Tour guide Bill Lackner is waiting to take you on a behind-the-scenes adventure at Lanier Mansion!

Tour guide Bill Lackner is waiting to take you on a behind-the-scenes adventure at Lanier Mansion!

Bill Lackner, our main tour guide at Lanier Mansion — and winner of the 2012 Madison/Jefferson County Hospitality Award — offers some insights about this tour.  

Anne: What is your favorite Behind-the-Scenes part of the mansion?

Bill: Seeing the structural components of the house. A great example of this is found in the floor joists. The dimensions of the wood are many times larger and closer together than modern specifications demand. The remnants of bell signaling system. The modern HVAC and electrical systems are hidden from view and do not take away from the authentic appearance of the rooms.

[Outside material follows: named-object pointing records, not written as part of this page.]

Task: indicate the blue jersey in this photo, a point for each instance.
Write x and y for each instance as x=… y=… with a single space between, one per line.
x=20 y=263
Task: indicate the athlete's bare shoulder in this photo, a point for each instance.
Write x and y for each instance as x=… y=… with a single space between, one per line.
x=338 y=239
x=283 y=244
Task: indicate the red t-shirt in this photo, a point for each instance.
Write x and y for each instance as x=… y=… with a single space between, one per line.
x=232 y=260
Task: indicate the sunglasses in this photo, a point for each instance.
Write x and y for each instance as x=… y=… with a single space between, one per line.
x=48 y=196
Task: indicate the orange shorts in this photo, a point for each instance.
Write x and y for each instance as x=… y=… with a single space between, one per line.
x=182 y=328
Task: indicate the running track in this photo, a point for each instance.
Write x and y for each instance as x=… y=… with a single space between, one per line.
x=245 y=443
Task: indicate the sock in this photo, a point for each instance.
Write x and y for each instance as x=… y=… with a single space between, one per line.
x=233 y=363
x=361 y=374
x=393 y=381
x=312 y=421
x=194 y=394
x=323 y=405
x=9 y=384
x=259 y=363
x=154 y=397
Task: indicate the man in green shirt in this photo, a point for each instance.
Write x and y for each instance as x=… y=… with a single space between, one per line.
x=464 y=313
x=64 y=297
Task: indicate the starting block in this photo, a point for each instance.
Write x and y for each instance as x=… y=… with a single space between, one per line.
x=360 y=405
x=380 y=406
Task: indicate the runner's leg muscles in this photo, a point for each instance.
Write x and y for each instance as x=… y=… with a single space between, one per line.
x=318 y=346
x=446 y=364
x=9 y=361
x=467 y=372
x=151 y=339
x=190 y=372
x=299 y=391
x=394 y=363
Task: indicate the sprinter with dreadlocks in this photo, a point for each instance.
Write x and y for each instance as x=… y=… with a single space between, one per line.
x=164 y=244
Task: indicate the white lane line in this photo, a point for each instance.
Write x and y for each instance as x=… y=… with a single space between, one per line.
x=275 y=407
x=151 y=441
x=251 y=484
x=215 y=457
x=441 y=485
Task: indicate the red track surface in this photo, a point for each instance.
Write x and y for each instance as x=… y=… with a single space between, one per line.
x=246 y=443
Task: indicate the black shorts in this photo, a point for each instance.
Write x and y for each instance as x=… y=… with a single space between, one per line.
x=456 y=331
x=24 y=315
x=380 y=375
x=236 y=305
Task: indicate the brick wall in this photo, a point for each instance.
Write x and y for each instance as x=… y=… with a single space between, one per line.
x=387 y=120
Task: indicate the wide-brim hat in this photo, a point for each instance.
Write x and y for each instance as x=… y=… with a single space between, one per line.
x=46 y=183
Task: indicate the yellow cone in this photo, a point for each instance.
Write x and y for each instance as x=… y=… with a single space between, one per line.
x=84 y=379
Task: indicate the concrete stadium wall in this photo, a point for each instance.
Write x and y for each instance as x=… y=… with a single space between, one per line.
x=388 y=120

Also, be sure to take a closer look at the thick brick walls separating the rooms. Their thickness was determined more by financial ability than structural needs.

Anne: Why have the Behind-the-Scenes Tours been so popular?

Bill: People often wonder, “what is behind that door?” Now you can finally find out! People also like to have the inside story and be let in on some secrets.

Anne: How long has Lanier Mansion been offering these tours?

Bill: They began last year.

A brighter corner of the Lanier basement.

A brighter corner of the Lanier basement.

Anne: What is the #1 thing you think people ought to know about the mansion?

Bill: I actually have two things! First, it’s a showpiece. The building was meant to be dazzling in its day, and it still is today. It showed the wealth of the owner and demonstrated the ability of the architect and builder, Francis Costigan from Baltimore. This was Costigan’s first big job. After Lanier Mansion, Costigan went on to bigger jobs, and eventually moved to Indianapolis.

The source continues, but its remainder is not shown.